- Mother Margherita Maria Guaini with Pope John Paul II.
- Born: 12 November 1902 Ceto, Val Camonica, Brescia, Italy
- Died: 2 March 1994 (aged 91) Varallo Sesia, Italy

= Margherita Maria Guaini =

Margherita Maria Guaini, Foundress of the Missionaries of Jesus the Eternal Priest, was born on 12 November 1902, in Ceto, Val Camonica in the Italian Province of Brescia. Her parents, Battista Guaini and Elisabetta Filippini, gave her the name Alice Antonia, when she was baptized on the same day that she was born.

When she was ten years old (in 1912), her family moved to Gozzolina, in the Municipality of Castiglione delle Stiviere, where she received her first communion two years later, on 21 June 1914, in the Parish of Sts. Nazario and Celso.

Since her youth, Antonietta (as she was fondly called by her family) showed deep attraction to prayer, devotion to the Eucharist, and love for the poor and suffering. She spent her adolescent years at the school of sacrifice and prayer, with simple and strong faith. trusting in Divine Providence, helping her mother educate and care her nine other younger siblings, while her father worked as a farmer.

When she was at the age of twenty years, she lost her mother. This left Antonietta to assist her father in taking care of all their family needs. She did so by working as a nurse in Castiglione and Mantua. Her devotion to the Blessed Virgin and her generous service to the sick and the poor drew her closer to Christ. Profoundly attracted to the Heart of Jesus, she opened her life to the action of divine grace and to the inspiration of the Holy Spirit, journeying with faith and courage along the path that God prepared for her. So, after having set her siblings in a decorous place, she surrendered herself totally to God.

Her spiritual journey started in the Institute of the Handmaids of Charity in Brescia, where she thread the arduous path by means of an apostolic life. Then, she deepened her search for perfection through silence, self-denial and total abandonment to God's will through an experience of contemplative life in the Monastery of the Visitation.

Through these spiritual experiences and discernment that moulded her in faith, little by little her vocation to serve Christ Priest and Victim unfolded before her eyes. In May 1947, she founded the Missionaries of Jesus the Eternal Priest. Six years after (on 12 September 1953), she and her community moved to Varallo Sesia in the Province of Vercelli, where they were welcomed and supported by Mons. Gilla Vincenzo Gremigni, Bishop of Novara.

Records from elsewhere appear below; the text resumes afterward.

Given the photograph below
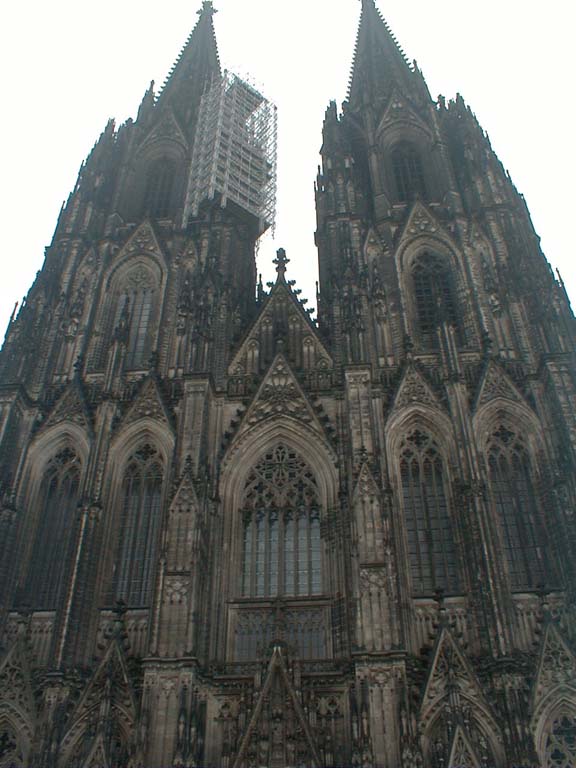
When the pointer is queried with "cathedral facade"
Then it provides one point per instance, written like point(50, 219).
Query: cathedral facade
point(234, 536)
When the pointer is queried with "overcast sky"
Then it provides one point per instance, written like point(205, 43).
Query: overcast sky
point(68, 66)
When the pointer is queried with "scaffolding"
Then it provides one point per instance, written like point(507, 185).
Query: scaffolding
point(234, 154)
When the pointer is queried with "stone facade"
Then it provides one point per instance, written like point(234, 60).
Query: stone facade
point(232, 536)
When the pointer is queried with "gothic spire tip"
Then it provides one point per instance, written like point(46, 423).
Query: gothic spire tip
point(281, 261)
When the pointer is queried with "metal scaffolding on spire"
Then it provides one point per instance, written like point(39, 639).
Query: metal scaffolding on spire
point(234, 153)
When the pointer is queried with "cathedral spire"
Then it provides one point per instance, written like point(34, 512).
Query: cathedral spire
point(197, 63)
point(379, 61)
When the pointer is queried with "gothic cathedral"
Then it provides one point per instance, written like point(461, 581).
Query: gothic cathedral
point(232, 536)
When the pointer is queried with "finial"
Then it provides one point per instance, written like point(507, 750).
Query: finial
point(207, 7)
point(281, 262)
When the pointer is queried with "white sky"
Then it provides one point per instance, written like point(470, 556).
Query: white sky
point(68, 65)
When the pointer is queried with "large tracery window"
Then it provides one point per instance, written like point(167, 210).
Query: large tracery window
point(134, 314)
point(281, 562)
point(515, 501)
point(434, 297)
point(57, 514)
point(140, 499)
point(408, 172)
point(429, 529)
point(281, 528)
point(561, 742)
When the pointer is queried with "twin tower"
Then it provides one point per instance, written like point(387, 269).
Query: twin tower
point(231, 536)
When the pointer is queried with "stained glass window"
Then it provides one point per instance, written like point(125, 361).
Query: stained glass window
point(140, 500)
point(515, 501)
point(159, 186)
point(57, 515)
point(434, 297)
point(281, 556)
point(134, 310)
point(429, 528)
point(408, 172)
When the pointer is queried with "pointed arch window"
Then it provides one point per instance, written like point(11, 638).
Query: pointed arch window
point(281, 528)
point(57, 501)
point(434, 296)
point(515, 500)
point(159, 188)
point(408, 172)
point(281, 581)
point(134, 315)
point(561, 742)
point(429, 529)
point(140, 500)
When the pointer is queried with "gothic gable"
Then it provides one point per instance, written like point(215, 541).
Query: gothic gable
point(449, 674)
point(282, 320)
point(495, 383)
point(143, 240)
point(149, 404)
point(277, 733)
point(400, 112)
point(556, 666)
point(108, 703)
point(414, 390)
point(185, 499)
point(280, 395)
point(462, 754)
point(71, 407)
point(422, 222)
point(165, 131)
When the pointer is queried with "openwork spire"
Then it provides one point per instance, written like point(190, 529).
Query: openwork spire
point(198, 61)
point(379, 61)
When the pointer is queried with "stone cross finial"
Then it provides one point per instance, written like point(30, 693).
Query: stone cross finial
point(281, 261)
point(207, 7)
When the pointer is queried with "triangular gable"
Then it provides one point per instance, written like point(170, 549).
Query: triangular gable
point(449, 670)
point(274, 312)
point(414, 390)
point(278, 692)
point(366, 486)
point(556, 665)
point(495, 383)
point(15, 682)
point(167, 128)
point(280, 394)
point(70, 407)
point(185, 499)
point(462, 754)
point(421, 221)
point(111, 679)
point(143, 240)
point(400, 110)
point(148, 404)
point(97, 757)
point(373, 246)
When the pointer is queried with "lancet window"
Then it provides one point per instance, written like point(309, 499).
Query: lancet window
point(57, 514)
point(429, 529)
point(159, 187)
point(281, 561)
point(408, 172)
point(434, 296)
point(281, 528)
point(515, 500)
point(140, 507)
point(134, 315)
point(561, 742)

When the Institute flourished and mature through the years, it received the approval of the Diocese of Novara, on 29 April 1964. Later, on 8 December 1975, Pope Paul VI elevated the Institute as a religious congregation with Pontifical rights.

After spending her life for God and humankind, and with the commitment to continue being the "mother" of priests and of those who suffer, she died in Varallo Sesia on 2 March 1994, at the age of 92 years. Her remains are enshrined in the Church of Our Lady of Graces in the same place where she died.

On 29 April 2011, Mons. Renato Corti, Bishop of Novara, opened the diocesan phase of the canonical procedure in view of examining the heroic virtue of Mother Margherita Maria Guaini, who is now a Servant of God.

Today, the Institute of the Missionaries of Jesus the Eternal Priest, which she established, is present in Italy, Latin America, Philippines, and India.